Winner: Reebok Nano X1, however, the Reebok Nano X is still highly versatile and is one of my top picks for thought CrossFit-focused sessions.
Day-to-Day and Lighter Runs
Similar to the versatility section, the Reebok Nano X1 will take the edge here, but not by much. Both of these cross-trainers can work for shorter runs <3 miles, however, the Nano X1’s construction feeds a bit better into longer runs and day-to-day comfort (once you move past the initial break-in period!).
Plus, the Reebok Nano X is often a fairly uncomfortable option for long-term wear and running due to its lower heel-to-toe drop and stable outsole. Heel strike runners will feel this characteristic the most during training sessions.
Winner: Reebok Nano X1
Unlike the Reebok Nano 9 and Nano X, there are a ton of construction differences between these two models and they can play into your buying decision.
The first major difference is the reworked midsole and outsole construction. The Reebok Nano X1 features a Floatride Energy Foam midsole which is much more reactive than the EVA foam midsole in the Reebok Nano X. The outsole on the Nano X1 was also reworked and Reebok scrapped the split outsole and meta-split construction.
The second difference to note is the upper construction. The Reebok Nano X1 features a Flexweave Knit material which is super lightweight and maneuverable compared to the Reebok Nano X’s slightly more rigid Flexweave upper. In addition to the overall upper material, Reebok reworked the lacing system for each of these shoes.
The third major construction difference worth noting is the overall fit and feel of these models. In the Reebok Nano X, the mid-foot feels a bit more secure and the toe box feels slightly wider.
The Reebok Nano X1 also has a boot that lips in toward the top of the ankle which makes the break-in process fairly annoying — and I would highly suggest wearing longer socks when first grabbing these shoes.
Thus far, the Reebok Nano X1 has held its own when it comes to durability, however, we’ll need more time to pass before we can draw a definitive conclusion about long-term durability. I will say, I’m not sure if I like the lacing system in the Nano X1 as the laces don’t have much coverage from topical abrasion from things like rope climbs.

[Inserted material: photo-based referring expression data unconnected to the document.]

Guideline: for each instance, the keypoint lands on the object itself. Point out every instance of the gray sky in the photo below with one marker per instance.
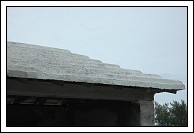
(150, 39)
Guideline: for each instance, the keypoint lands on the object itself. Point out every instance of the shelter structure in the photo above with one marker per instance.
(54, 87)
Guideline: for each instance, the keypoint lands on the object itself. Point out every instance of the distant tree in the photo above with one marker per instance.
(174, 115)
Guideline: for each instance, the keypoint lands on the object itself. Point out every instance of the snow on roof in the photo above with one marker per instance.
(38, 62)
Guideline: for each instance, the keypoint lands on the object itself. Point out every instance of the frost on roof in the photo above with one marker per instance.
(38, 62)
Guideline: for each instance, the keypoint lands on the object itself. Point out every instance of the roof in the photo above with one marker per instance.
(38, 62)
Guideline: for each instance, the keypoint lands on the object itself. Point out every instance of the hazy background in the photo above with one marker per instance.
(150, 39)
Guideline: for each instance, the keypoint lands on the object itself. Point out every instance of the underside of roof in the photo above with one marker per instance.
(38, 62)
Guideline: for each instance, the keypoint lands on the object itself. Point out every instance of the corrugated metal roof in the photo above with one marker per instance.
(38, 62)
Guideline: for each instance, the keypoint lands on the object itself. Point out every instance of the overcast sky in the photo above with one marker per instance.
(150, 39)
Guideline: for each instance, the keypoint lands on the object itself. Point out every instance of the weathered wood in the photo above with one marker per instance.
(41, 88)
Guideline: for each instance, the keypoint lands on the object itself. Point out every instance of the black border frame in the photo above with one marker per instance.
(108, 6)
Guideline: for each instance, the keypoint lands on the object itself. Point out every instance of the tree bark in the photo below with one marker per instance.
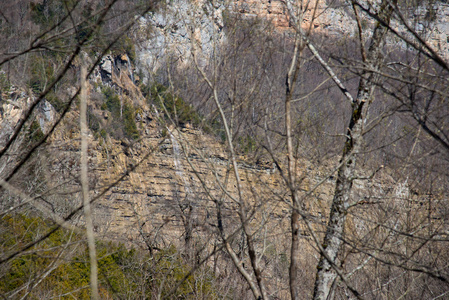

The Reebok Nano X is pretty durable across the board and we know this because they’ve been out a while and we can see how other’s Xs have held up. I have heard from other athletes of the outsole blowing out on the big toe side in the Nano X, but this case seems to be pretty rare and the athletes that report this are often trainers/coaches going HAM daily in their shoes.
As of right now, the Reebok Nano X and Reebok Nano X1 are sitting around the same price of $130 USD. These prices are fairly standard for newer cross-training models and the Nano X can be found for lower price points depending on what outlets you go through.
If you’re on a budget, then I would shop around for less popular Nano X colorways or wait for sales, as Reebok has them fairly often!
The Reebok Nano X and Nano X1 are starkly different when it comes to their construction and performance. If you want a cross-trainer more dedicated to heavier lifting, then I would suggest opting for the Reebok Nano X.
Conversely, if you want a pair of trainers for more recreational wear, HIIT training, and lighter runs, then the Nano X1 could be a good call (mind the break-in process, though!).